Cuando las dificultades para obtener empleo van en aumento y la inversión en picada, es inconcebible que los dirigentes sindicales no sean capaces de darse cuenta de que los empresarios no son sus enemigos. Muy por el contrario, los que se arriesgan a emprender y a dirigir una empresa de servicios o industrial, son quienes crean empleos, contratan mano de obra, dan oportunidades de trabajo. Por lo tanto, lo que deberían hacer dirigentes sindicales, trabajadores y patrones, es tirar todos para el mismo lado. No pueden los primeros, ser los que dirijan la actividad de la fábrica, ni decidir cuantos empleados u obreros deben haber, cuanto tienen que ganar, sea el escenario negativo o positivo. No son ellos los que arriesgan capital y responsabilidad ni los que poseen el conocimiento para administrarla, como ha quedado bien demostrado con esas aventuras de las empresas recuperadas que terminan en fracasos. Y ello a pesar de recibir apoyos financieros inusuales del Estado que difícilmente alguien del sector privado pueda obtener. A excepción, claro está, de algunos amigos muy cercanos al poder, tal como se ha visto con los abultados préstamos completamente fuera de lugar, otorgados por el banco estatal, a una cierta empresa del sector pesquero.

El empleo figura como preocupación principal en todas las encuestas. Se han perdido unos 50.000 puestos de trabajos en el último tiempo. El desempleo actualmente alcanza el 9,5%, según palabras del propio presidente del Pit-Cnt, aun cuando haya 70.000 nuevos funcionarios que han pasado a engrosar todavía más a nuestro inmenso sector público. Las favorables condiciones externas ya no permiten crecer a la velocidad de la época de las vacas gordas, ni tapar la mala gestión, los abusos, el despilfarro, o los focos de corrupción.

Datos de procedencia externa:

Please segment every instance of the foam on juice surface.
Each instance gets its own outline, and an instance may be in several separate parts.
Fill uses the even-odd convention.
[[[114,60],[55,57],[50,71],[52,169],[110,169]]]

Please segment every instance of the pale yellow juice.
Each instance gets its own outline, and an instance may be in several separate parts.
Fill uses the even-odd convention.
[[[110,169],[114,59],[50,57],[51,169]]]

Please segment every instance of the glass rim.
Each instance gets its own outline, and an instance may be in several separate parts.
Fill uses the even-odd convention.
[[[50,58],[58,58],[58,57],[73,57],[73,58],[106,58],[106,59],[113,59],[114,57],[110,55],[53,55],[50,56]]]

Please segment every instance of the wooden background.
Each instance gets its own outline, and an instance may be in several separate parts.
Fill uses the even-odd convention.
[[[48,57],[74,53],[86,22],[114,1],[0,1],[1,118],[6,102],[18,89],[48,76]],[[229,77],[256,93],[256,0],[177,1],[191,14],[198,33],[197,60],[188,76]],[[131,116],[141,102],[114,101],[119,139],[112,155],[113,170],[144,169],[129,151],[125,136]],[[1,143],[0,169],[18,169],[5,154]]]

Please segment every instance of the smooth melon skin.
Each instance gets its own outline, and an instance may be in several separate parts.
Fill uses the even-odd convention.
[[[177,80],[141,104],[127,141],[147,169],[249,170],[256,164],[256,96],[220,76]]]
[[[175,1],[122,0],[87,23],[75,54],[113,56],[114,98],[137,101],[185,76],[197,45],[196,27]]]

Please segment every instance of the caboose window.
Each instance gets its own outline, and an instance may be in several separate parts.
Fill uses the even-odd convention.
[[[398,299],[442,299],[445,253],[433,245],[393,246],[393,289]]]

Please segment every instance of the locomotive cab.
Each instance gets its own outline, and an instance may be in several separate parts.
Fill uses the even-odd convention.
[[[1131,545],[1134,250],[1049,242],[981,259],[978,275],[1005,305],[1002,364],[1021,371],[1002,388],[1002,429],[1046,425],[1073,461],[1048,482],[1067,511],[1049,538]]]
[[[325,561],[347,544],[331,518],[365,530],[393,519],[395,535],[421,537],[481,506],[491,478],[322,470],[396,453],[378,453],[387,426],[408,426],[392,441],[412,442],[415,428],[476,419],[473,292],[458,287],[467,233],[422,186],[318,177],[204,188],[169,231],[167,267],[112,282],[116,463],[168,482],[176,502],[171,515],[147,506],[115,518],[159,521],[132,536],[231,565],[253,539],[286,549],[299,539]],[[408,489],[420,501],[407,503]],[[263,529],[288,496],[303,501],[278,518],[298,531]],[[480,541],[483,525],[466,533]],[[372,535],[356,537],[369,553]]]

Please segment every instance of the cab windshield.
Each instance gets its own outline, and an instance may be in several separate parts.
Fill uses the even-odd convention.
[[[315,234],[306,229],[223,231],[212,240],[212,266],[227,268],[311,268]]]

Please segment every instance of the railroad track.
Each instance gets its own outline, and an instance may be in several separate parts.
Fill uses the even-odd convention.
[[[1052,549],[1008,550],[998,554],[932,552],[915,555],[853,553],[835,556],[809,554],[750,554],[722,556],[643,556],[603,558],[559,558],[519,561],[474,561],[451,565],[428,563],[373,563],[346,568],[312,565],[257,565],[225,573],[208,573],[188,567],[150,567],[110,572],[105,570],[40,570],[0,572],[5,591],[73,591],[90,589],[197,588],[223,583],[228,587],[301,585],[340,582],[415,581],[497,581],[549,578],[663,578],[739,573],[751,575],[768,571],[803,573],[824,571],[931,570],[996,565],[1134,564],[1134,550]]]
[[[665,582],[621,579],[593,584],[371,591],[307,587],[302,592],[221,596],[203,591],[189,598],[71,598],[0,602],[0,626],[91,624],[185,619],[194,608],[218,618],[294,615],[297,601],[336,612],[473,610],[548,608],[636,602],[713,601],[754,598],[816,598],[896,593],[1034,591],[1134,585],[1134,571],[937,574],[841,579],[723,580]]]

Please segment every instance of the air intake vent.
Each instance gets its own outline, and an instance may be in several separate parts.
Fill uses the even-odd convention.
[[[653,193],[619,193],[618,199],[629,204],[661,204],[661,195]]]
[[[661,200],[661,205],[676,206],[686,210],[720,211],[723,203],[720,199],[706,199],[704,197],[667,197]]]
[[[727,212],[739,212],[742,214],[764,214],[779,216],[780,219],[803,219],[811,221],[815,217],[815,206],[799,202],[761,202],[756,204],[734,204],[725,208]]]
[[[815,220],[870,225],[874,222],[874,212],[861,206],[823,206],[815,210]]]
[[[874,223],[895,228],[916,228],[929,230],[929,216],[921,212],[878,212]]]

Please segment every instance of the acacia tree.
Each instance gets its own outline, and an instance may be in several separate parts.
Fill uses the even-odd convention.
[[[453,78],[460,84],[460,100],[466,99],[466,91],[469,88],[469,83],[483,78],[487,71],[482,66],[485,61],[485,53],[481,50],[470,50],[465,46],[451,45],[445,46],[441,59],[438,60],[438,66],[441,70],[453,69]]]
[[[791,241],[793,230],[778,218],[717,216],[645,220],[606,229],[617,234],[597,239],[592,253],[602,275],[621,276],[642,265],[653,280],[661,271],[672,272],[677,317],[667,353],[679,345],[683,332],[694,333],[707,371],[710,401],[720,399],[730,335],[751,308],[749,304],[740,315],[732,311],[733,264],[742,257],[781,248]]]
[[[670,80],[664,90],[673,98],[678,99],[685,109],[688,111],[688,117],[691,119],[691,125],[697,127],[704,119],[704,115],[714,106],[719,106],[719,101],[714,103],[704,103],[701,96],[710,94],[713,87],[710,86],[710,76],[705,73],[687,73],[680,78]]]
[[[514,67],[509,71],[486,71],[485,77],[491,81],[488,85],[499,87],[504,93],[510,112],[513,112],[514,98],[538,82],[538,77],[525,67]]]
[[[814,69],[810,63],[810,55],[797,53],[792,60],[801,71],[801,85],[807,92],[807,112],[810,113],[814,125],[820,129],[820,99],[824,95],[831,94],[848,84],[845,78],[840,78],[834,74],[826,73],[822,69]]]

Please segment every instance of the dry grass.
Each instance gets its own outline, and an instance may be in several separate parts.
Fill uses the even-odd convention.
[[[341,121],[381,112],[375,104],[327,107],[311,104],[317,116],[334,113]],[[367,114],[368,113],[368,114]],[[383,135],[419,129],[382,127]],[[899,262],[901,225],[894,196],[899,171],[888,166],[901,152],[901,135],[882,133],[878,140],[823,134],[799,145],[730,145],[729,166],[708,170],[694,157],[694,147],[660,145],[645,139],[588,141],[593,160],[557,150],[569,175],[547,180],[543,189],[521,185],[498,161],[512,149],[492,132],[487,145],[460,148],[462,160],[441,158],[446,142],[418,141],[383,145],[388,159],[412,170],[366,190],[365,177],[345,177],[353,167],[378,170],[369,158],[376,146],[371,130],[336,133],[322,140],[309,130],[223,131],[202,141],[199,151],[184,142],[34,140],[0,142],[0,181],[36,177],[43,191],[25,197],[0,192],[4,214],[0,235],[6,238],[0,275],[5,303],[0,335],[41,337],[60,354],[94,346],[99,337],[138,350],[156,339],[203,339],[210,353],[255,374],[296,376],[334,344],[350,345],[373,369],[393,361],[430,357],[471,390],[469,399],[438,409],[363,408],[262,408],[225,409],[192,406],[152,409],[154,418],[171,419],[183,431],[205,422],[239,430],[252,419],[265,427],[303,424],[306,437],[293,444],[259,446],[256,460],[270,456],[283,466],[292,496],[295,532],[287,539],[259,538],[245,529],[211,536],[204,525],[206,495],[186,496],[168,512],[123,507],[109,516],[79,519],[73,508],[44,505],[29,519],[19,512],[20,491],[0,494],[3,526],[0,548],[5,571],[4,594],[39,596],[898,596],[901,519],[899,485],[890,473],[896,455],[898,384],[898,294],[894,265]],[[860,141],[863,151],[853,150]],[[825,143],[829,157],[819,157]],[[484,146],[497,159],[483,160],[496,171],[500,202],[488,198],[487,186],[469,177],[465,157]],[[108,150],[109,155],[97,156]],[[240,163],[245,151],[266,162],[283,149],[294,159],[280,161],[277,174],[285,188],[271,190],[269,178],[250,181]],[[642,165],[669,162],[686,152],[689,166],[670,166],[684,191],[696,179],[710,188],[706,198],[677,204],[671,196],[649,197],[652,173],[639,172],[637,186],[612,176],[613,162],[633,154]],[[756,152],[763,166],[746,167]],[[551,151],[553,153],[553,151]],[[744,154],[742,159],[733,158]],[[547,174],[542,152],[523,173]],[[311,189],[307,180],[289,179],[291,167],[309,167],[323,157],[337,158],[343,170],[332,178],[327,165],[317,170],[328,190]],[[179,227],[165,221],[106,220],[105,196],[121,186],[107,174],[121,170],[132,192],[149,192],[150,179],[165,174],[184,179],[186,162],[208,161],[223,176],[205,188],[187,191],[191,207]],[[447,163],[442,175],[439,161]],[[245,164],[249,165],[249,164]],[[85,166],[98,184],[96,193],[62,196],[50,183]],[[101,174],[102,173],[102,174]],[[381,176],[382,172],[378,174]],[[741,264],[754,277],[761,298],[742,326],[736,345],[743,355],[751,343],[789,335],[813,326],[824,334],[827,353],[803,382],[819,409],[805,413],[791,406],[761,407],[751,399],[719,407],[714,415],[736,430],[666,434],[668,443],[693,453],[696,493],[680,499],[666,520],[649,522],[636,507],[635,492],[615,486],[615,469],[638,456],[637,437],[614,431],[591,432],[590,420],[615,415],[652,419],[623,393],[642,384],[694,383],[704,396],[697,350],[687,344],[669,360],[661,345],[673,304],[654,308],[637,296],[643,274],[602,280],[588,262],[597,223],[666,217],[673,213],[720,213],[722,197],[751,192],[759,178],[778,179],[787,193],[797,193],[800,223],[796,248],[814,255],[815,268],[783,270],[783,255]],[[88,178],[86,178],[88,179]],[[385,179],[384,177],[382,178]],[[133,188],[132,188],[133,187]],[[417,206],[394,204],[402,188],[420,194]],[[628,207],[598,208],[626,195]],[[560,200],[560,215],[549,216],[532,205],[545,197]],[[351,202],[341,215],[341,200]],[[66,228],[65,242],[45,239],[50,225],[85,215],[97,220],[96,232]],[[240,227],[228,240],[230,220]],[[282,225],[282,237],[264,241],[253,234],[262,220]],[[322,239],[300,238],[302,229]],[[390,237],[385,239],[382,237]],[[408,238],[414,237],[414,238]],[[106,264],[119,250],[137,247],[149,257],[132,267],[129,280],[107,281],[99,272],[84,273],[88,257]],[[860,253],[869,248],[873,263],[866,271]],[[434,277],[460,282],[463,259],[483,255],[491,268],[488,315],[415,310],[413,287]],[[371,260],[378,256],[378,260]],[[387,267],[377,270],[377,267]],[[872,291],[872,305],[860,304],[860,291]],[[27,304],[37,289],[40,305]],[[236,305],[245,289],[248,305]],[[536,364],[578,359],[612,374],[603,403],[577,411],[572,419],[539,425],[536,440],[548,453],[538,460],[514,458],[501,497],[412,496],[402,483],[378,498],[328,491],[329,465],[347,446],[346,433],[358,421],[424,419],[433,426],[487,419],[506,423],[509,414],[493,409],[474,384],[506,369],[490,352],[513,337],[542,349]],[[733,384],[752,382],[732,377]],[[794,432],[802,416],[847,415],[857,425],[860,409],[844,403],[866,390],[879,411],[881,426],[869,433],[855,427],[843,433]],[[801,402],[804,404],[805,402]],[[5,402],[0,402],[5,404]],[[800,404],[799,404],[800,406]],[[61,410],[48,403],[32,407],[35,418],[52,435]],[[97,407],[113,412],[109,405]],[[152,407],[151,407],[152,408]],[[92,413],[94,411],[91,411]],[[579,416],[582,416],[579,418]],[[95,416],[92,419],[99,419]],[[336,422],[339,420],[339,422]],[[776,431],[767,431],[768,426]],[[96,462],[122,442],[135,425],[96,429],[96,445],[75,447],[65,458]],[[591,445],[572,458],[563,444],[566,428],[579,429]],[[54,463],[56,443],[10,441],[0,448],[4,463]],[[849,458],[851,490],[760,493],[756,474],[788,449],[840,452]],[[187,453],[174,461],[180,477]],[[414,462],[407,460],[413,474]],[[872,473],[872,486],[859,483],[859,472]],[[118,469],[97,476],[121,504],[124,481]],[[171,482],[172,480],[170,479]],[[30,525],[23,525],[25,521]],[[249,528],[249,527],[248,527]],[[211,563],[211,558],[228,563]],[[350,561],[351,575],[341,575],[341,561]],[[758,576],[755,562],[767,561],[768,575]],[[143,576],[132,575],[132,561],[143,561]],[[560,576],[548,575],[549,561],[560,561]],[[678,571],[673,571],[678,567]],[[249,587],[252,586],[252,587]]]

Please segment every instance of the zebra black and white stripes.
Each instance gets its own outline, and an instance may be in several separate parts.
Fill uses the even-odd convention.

Como en el cuento de la hormiga y la cigarra, en todos estos años de bonanza Uruguay no firmó ni un acuerdo que le permita comerciar al exterior sin tener que pagar altos aranceles para poder competir en mejores condiciones, a diferencia de lo que hicieron en el período 2006-2016, Australia, Nueva Zelanda y Chile. A esta inoperancia se suman los efectos de lo caro que es producir en este país. Los elevados precios de las tarifas (hay que alimentar al estado) de los combustibles (hay que alimentar al estado) los costos laborales (hay que alimentar a la previsión social) cuya reforma ha quedado agujerada como un queso en base a las diferentes medidas fogueadas por quienes quieren volver a lo de antes”. A las fundidas Cajas de Jubilaciones estatales.

Con tanto indicador en baja, la inversión es la única válvula de escape para poder crecer y combatir el desempleo. Pero la inversión del estado que se mantiene en un 4% del PBI, no alcanza. Hace falta la inversión privada que entre el 2012 y el 2014 se ubicaba en el 22% del PBI y ahora bajó (2018) al 16% (Bafico - Michelin). Sin embargo, qué aliciente puede haber para invertir en Uruguay, donde un día los obreros deciden hacer control de la planta y desacatan una orden de la justicia en MontevideoGas. Se paran las actividades porque echan a un obrero al que vieron robando. O dejan de trabajar porque hay una asamblea, o provocan una pérdida en Ancap de US$ 2,5 millones por un paro de 24 horas en todas las plantas de la petrolera. O invaden una fábrica (Friopan) y hacen graves destrozos porque no aceptan que el propietario haya comprado dos máquinas. Al valiente trabajador no sindicalizado que se atrevió a filmar con su teléfono lo amenazan de inmediato y la policía no le toma la denuncia. A los 77 que querían trabajar y que una minoría de 38 se lo hizo imposible, el Ministerio de Trabajo no les da ningún respaldo. ¿En que piensan estos líderes gremiales? Con esta prepotencia, al Uruguay lo hunden.